C# 4 should add some constructs that help us write software with fewer bugs in it.

For me, this means integrating some of the excellent research done over the last several years by the Spec# guys. The design-by-contract stuff would help us rid our codebase of mistakes developers often make when working on large, complex, real-world software systems.

Great video, Charles!

With regards to the dynamic typing-static typing dichotomy, it is not either-or.  It is not only-but also.  We want not only the affordances of dynamic typing but also the assurances of static typing.  Type inference sorta fakes us out into believing that it provides this, but it's still static typing, and there are limitations to that approach that cannot be worked around until changes to the type system are made.

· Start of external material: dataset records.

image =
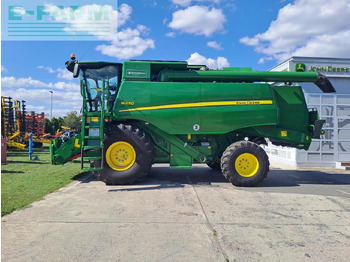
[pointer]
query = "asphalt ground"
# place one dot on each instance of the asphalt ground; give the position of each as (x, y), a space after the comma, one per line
(187, 215)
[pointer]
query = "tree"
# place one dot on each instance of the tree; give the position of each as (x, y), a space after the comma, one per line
(73, 120)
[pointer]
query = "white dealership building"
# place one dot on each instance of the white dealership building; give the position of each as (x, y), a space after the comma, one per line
(334, 146)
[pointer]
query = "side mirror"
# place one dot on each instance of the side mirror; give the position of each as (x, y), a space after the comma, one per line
(76, 70)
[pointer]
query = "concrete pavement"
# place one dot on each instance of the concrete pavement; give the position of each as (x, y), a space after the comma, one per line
(187, 215)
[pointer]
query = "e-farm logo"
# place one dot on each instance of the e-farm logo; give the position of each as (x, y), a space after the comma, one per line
(65, 20)
(300, 67)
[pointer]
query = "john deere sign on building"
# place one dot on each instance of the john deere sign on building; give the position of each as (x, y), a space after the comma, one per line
(334, 145)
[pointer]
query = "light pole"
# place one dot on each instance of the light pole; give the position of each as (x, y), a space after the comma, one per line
(51, 112)
(51, 106)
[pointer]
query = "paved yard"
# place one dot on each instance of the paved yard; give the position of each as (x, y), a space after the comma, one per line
(187, 215)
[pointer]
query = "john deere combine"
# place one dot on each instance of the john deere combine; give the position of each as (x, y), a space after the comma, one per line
(139, 113)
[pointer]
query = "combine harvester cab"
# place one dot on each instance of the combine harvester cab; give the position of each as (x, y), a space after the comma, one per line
(139, 113)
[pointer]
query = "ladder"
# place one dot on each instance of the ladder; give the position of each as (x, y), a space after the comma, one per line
(92, 132)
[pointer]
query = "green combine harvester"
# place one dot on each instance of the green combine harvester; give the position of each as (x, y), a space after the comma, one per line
(140, 113)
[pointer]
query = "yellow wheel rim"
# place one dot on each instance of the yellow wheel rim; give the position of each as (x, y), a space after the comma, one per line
(120, 156)
(247, 165)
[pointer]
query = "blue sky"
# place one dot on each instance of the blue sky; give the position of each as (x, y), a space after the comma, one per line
(239, 33)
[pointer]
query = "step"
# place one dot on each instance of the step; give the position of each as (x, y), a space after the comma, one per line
(92, 147)
(91, 168)
(92, 158)
(92, 137)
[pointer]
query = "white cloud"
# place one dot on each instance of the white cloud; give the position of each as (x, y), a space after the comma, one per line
(186, 3)
(67, 86)
(197, 59)
(198, 20)
(63, 73)
(215, 45)
(47, 68)
(10, 81)
(171, 34)
(306, 28)
(127, 43)
(183, 3)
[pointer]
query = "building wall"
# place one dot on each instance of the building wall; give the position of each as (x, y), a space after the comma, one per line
(334, 145)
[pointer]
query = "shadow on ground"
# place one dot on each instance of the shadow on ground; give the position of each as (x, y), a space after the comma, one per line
(289, 181)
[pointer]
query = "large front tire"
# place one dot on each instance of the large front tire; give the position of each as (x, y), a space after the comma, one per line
(245, 164)
(128, 155)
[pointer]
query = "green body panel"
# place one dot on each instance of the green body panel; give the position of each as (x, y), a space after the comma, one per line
(157, 103)
(232, 75)
(61, 151)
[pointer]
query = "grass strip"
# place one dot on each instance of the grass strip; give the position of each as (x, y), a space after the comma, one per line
(24, 181)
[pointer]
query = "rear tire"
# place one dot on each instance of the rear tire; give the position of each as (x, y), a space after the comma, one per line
(244, 164)
(128, 155)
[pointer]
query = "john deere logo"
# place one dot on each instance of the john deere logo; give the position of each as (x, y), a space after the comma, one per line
(300, 67)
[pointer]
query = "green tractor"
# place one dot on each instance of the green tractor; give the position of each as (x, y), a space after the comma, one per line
(140, 113)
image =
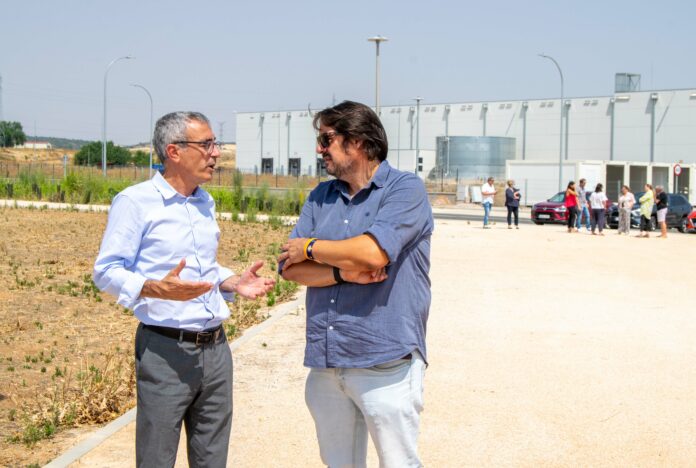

Java and C# have been around for a while, long enough to where people will grumble if you make too many changes to the language.  If it is impossible to make changes to the language without incurring "-1000" penalties, then maybe it's time for a new language (or perhaps an old one whose time hadn't quite yet come...) to step up and pave the way for programming language innovation.  Better ways of getting the job done is the goal.

I've been waiting for it too. Now I can't wait for the details to be announced on PDC Big Smile
staceyw
staceyw
Before C# there was darkness...

Sounds like your talking about F#.  Looks dynamic, but static types and a new language.